I know I can sanitize it, but how would I know which files to sanitize in general? Usually I do not run the compilation with diagnostics, because it slows it down significantly and I know all the files in master should pass compilation, so I can afford skipping diagnostics.

Ideas on how to resolve my issue in a general and efficient way are most welcome.


Solution

  • Digging a little deeper I think the encoding of the file is win-1252. Some files without any BOM have the pair 0xC2A0, which means they are UTF8.

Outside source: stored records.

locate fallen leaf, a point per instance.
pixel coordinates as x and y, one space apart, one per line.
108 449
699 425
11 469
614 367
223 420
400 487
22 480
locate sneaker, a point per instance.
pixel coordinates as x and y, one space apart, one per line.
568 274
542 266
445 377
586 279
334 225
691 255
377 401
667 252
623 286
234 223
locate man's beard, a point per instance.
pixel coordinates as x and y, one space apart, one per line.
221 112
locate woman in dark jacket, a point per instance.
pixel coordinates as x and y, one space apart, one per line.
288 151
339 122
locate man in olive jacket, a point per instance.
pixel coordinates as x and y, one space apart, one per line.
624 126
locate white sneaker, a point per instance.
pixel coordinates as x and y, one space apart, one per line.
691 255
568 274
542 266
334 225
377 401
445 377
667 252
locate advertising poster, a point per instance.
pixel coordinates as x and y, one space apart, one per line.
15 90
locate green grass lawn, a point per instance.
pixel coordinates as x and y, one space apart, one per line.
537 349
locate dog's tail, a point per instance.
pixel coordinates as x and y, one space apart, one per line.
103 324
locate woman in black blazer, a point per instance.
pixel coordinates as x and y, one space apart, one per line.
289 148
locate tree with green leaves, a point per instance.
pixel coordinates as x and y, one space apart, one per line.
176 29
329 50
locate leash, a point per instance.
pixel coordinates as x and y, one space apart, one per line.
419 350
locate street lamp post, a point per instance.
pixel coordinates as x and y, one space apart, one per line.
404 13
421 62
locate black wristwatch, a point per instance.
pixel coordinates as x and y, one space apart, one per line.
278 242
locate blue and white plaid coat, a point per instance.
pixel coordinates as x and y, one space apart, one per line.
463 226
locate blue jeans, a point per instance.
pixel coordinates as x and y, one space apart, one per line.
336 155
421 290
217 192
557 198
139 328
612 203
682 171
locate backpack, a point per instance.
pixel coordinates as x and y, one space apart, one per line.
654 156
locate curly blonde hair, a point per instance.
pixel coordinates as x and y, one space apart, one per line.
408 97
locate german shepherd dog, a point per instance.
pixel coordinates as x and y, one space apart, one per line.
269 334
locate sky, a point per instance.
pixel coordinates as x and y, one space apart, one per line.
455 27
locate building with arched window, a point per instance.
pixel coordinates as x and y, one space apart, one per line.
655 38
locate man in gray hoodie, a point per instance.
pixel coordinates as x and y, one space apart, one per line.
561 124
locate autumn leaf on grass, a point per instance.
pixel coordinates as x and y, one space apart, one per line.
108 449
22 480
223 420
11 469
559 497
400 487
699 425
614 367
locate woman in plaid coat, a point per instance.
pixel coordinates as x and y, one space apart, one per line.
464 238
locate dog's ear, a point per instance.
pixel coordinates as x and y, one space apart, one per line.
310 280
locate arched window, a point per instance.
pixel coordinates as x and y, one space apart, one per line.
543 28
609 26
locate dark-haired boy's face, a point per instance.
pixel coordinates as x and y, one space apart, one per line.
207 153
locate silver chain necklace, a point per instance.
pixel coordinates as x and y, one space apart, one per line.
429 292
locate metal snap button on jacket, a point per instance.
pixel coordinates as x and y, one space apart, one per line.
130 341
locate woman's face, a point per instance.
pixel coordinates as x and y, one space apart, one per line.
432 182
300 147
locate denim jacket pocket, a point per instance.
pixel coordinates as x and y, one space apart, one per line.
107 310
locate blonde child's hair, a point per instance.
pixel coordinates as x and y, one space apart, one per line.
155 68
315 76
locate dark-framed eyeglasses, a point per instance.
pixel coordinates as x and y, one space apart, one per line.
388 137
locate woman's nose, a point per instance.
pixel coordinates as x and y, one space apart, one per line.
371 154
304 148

    Inspired by the function StreamReader.DetectEncoding, I have come up with the following variant:

    private static readonly Encoding s_unicodeBigEndianWithBOM = new UnicodeEncoding(bigEndian: true, byteOrderMark: true);
    private static readonly Encoding s_unicodeLittleEndianWithBOM = new UnicodeEncoding(bigEndian: false, byteOrderMark: true);
    private static readonly Encoding s_utf32BigEndianWithBOM = new UTF32Encoding(bigEndian: true, byteOrderMark: true);
    private static readonly Encoding s_utf32LittleEndianWithBOM = new UTF32Encoding(bigEndian: false, byteOrderMark: true);
    private static readonly Encoding s_win1252 = Encoding.GetEncoding(1252);
    ...
    private Encoding DetectEncoding(byte[] bytes)
    {
        const byte NBSP_PREFIX = 0xC2;
        const byte NBSP = 0xA0;
    
        if (bytes.Length < 2)
        {
            return Encoding.UTF8;
        }
        if (bytes[0] == 254 && bytes[1] == byte.MaxValue)
        {
            return s_unicodeBigEndianWithBOM;
        }
        if (bytes[0] == byte.MaxValue && bytes[1] == 254)
        {
            if (bytes.Length < 4 || bytes[2] != 0 || bytes[3] != 0)
            {
                return s_unicodeLittleEndianWithBOM;
            }
            return s_utf32LittleEndianWithBOM;
        }
        if (bytes.Length >= 3 && bytes[0] == 239 && bytes[1] == 187 && bytes[2] == 191)
        {
            return Encoding.UTF8;
        }
        if (bytes.Length >= 4 && bytes[0] == 0 && bytes[1] == 0 && bytes[2] == 254 && bytes[3] == byte.MaxValue)
        {
            return s_utf32BigEndianWithBOM;
        }
        int pos = bytes.AsSpan().IndexOf(NBSP);
        if (pos >= 0 && (pos == 0 || bytes[pos - 1] != NBSP_PREFIX))
        {
            return s_win1252;
        }
        return Encoding.UTF8;
    }
    

    Notice the last part of the function:

    int pos = bytes.AsSpan().IndexOf(NBSP);
    if (pos >= 0 && (pos == 0 || bytes[pos - 1] != NBSP_PREFIX))
    {
        return s_win1252;
    }
    

    That part is missing from the standard implementation - trying to guess if the encoding is win-1252.

    Using the encoding returned by this function when parsing the files seem to have resolved my issues.